10 things your school cafeteria probably served in the '60s and '70s
What was your favorite dish from the lunch lady?
Top image: AP Photo / Inset menu: thelunchtray
Your school cafeteria was hardly known for its culinary prowess. The lunches scooped out onto your plastic tray were not going to earn any Michelin stars. Still, the lunch lady gets a bad rap. When we think back to those middle school meals, we hunger for their bland comfort. Every once in a while you just want to dig into a pile of mashed potatoes, corn and a fruit cup, you know?

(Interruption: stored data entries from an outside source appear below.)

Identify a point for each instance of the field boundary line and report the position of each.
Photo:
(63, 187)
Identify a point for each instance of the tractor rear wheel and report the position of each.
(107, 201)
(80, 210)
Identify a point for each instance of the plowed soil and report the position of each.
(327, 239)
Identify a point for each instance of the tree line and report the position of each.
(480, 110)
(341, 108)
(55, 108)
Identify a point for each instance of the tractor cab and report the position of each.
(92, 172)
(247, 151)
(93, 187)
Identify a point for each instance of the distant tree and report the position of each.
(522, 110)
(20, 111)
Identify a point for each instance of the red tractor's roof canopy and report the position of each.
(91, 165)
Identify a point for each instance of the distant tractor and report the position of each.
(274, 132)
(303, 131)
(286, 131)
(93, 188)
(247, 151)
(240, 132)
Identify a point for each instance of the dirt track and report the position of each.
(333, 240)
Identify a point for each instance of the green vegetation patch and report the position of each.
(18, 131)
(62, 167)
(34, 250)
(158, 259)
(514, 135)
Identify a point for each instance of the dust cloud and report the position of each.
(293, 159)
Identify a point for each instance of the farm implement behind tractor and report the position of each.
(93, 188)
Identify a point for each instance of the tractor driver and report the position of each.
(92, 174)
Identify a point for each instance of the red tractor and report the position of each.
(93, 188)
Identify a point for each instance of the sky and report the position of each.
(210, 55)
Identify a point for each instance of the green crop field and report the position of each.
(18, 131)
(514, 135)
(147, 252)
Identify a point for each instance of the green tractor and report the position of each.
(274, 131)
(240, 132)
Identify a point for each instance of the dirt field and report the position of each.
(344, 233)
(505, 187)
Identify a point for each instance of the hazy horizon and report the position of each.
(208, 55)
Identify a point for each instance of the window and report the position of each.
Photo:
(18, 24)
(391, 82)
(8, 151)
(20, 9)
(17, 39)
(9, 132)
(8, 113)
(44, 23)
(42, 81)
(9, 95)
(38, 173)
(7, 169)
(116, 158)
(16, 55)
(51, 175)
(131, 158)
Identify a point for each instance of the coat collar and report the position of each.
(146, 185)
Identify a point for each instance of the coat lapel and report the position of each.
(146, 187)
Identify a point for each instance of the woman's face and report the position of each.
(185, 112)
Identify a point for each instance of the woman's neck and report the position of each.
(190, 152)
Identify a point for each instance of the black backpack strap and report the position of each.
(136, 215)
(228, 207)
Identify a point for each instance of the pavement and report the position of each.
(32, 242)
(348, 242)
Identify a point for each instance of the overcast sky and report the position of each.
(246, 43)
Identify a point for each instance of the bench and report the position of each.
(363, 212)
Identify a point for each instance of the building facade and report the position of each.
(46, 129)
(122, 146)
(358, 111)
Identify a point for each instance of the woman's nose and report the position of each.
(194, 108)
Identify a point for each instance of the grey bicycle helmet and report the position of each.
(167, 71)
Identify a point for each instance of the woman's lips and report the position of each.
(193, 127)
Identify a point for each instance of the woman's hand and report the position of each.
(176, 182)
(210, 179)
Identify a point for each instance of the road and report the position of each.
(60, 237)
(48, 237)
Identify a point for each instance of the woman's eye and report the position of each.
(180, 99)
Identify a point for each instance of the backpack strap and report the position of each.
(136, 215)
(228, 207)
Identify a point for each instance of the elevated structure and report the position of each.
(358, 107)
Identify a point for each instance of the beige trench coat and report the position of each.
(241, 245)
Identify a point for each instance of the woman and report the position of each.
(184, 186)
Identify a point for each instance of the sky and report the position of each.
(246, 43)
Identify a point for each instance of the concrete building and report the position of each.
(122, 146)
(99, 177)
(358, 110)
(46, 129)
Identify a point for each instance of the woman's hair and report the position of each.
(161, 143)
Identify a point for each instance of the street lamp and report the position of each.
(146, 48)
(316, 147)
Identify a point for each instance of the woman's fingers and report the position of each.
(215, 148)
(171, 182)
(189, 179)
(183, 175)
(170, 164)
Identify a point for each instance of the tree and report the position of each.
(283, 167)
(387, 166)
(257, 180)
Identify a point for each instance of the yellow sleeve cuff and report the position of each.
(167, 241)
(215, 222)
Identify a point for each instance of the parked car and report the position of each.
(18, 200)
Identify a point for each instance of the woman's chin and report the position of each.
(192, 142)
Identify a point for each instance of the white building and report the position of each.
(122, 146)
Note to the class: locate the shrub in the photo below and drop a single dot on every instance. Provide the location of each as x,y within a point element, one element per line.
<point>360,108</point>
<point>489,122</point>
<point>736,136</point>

While the menus might have differed from school to school, there were set recipes that school cooks relied upon. We dug through some old menus — and our collective memories — to find some common denominators.
At the time, we probably thought this stuff was gross, but now it's giving us some nostalgic pangs.
What was your favorite thing to eat in the school cafeteria?
Half-pint cartons of milk
When was the last time you drank milk out of one of these little cartons? Some time before high school graduation, we would guess. Of course, if chocolate was offered, we would nab that in a jiffy. We remember one English teacher who always opted for the buttermilk. Buttermilk!
Why was this cheesy casserole seemingly ubiquitous? Probably because it was a combination of two things every kid will eat — hamburgers and spaghetti.
Pizza Day was undoubtedly the most popular day on the lunch calendar. The thick, soft, rectangular stuff cut up in the cafeteria might not fare so well on the streets of New York, but it was its own breed of pizza. Chicago gets to have its own variety, why not educational institutions?
Well, one thing was better than Pizza Day and that was Mexican Pizza Day. Taco Day and Pizza Day rolled (flattened?) into one.
Fridays were for fish and grilled cheese, due to religious observances. Whatever the faith, we can all get behind some greasy fried fish fingers.
Bread and butter was the, er, bread and butter of the 1960s school lunch.
For decades educators tried to trick us into eating our spinach by branding it with a popular cartoon character. Look, we knew it wouldn't help us magically beat the Blutos in the schoolyard.
Canned fruit. Of all kinds.
Jell-O and Jell-O Salads
Jell-O literally held together the American meal of the mid-century. Some school menus offered "Perfection Salad" which was neither salad nor perfect, rather a bunch of junk suspended in Jell-O. If things never got that weird, you could also rely on a jiggling cup of the plain stuff.
Man, why did it always have to be tapioca?